The Dundee living within History is a multifaceted and ground-breaking heritage project which was launched in 2010 and cleverly incorporates aspects of history, creativity and education.
In 2010 artist Vaughn Sadie and playwright/theatre maker Neil Coppen relocated to the town of Dundee in Northern Kwa-Zulu Natal as part of VANSA (The Visual Arts Network of South Africa) 2010 Reasons to Live in Small Town residency. Their project saw them working in conjunction with the Talana Museum, historians, community groups, re-enactors, tour guides and learners.
With a culture of historical re-enactment (the tradition of replaying the past through performance) already existing in the town, the artists worked towards staging a series of unconventional re-enactments in public-spaces around Dundee.
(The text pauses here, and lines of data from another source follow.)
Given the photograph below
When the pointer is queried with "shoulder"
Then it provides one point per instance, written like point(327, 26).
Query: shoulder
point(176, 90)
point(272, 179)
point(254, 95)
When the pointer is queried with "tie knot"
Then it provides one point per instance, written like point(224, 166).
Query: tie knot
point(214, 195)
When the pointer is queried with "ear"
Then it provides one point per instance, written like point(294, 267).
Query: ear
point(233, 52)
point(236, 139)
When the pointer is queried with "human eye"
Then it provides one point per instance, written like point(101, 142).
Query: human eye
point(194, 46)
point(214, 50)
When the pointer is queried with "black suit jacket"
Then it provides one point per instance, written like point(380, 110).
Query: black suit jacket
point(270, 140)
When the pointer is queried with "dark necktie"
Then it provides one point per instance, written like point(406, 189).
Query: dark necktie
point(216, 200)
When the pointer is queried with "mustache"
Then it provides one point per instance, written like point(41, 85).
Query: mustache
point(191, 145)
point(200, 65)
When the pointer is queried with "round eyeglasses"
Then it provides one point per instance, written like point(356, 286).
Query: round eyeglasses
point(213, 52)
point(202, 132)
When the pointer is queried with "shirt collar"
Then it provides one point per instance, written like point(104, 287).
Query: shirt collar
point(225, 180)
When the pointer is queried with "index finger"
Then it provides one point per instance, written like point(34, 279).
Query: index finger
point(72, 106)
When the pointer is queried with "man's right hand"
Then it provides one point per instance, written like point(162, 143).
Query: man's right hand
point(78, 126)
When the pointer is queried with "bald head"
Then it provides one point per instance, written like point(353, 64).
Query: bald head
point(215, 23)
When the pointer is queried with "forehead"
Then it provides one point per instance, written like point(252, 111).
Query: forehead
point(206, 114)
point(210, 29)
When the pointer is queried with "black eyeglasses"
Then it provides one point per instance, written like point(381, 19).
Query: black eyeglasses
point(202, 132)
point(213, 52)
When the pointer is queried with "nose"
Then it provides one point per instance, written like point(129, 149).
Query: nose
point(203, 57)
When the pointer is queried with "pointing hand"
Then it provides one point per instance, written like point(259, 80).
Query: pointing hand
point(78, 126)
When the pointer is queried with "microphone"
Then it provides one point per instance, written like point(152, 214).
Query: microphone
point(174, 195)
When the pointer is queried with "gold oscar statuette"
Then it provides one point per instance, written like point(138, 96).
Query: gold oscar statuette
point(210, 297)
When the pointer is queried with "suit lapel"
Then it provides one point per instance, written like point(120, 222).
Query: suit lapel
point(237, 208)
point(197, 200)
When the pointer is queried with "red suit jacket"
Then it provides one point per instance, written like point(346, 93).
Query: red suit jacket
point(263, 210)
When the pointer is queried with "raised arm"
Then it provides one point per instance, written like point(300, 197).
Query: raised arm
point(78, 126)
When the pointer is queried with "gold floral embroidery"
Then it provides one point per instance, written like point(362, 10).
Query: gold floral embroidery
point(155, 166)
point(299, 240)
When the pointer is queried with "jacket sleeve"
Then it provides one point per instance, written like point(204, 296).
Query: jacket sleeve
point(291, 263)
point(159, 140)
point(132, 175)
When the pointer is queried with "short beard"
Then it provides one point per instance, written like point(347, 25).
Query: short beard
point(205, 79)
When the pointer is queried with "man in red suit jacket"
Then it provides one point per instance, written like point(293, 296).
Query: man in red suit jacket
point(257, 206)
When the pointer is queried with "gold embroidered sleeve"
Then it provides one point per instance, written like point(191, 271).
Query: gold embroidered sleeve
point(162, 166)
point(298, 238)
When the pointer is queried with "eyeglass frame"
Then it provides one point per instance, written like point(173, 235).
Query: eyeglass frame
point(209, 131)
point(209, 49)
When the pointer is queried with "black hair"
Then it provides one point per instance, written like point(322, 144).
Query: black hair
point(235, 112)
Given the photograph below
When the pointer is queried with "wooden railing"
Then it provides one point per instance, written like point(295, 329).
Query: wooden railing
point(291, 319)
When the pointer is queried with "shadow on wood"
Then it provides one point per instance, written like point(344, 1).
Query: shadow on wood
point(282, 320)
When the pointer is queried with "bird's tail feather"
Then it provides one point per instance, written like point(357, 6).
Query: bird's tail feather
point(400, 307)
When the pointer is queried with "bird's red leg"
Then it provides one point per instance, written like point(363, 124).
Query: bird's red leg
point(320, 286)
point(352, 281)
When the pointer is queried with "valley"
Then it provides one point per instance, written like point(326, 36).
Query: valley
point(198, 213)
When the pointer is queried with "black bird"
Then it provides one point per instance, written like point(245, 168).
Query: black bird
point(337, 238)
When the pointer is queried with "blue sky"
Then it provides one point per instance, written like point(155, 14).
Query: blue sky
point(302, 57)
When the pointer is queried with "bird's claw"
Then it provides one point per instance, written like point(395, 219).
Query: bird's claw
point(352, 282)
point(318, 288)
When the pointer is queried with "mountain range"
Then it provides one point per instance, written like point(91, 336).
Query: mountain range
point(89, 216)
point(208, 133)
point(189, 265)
The artists returned in 2013 to the town to begin work on the second phase of the project which focused on documenting, recording and collaboratively reimagining aspects of the township Sibongile’s (located 2km outside of Dundee) history. Sibongile was formed through the implementation of the land act in 1913 and while the Talana museum archives housed extensive documentation pertaining to the town’s colonial history scarce records existed on the forming of and founding of the neighbouring township of Sibongile.
After a series of oral history workshops held at the Sibongile Public library, teams of fifteen learners were sent out to record Sibongile relatives and residents’ stories. Their questioning centring on how the township had come into existence. After this research period, each of the groups were asked to reflect on their finding via a series of collage workshops which incorporated photographs and visual-materials which had been collected from residents over the duration of the workshops. During this period the Talana Museum found a full set of original documents of the Dundee Native Admiration Board pre-dating its inception to its final closure in 1974, when Native matters were handled by the Nationalist Government.
The project was funded by the Visual Arts Network of South Africa and the National Arts Council of South Africa. Further support in kind was offered by the Talana Museum and the Endumeni Local Municipality.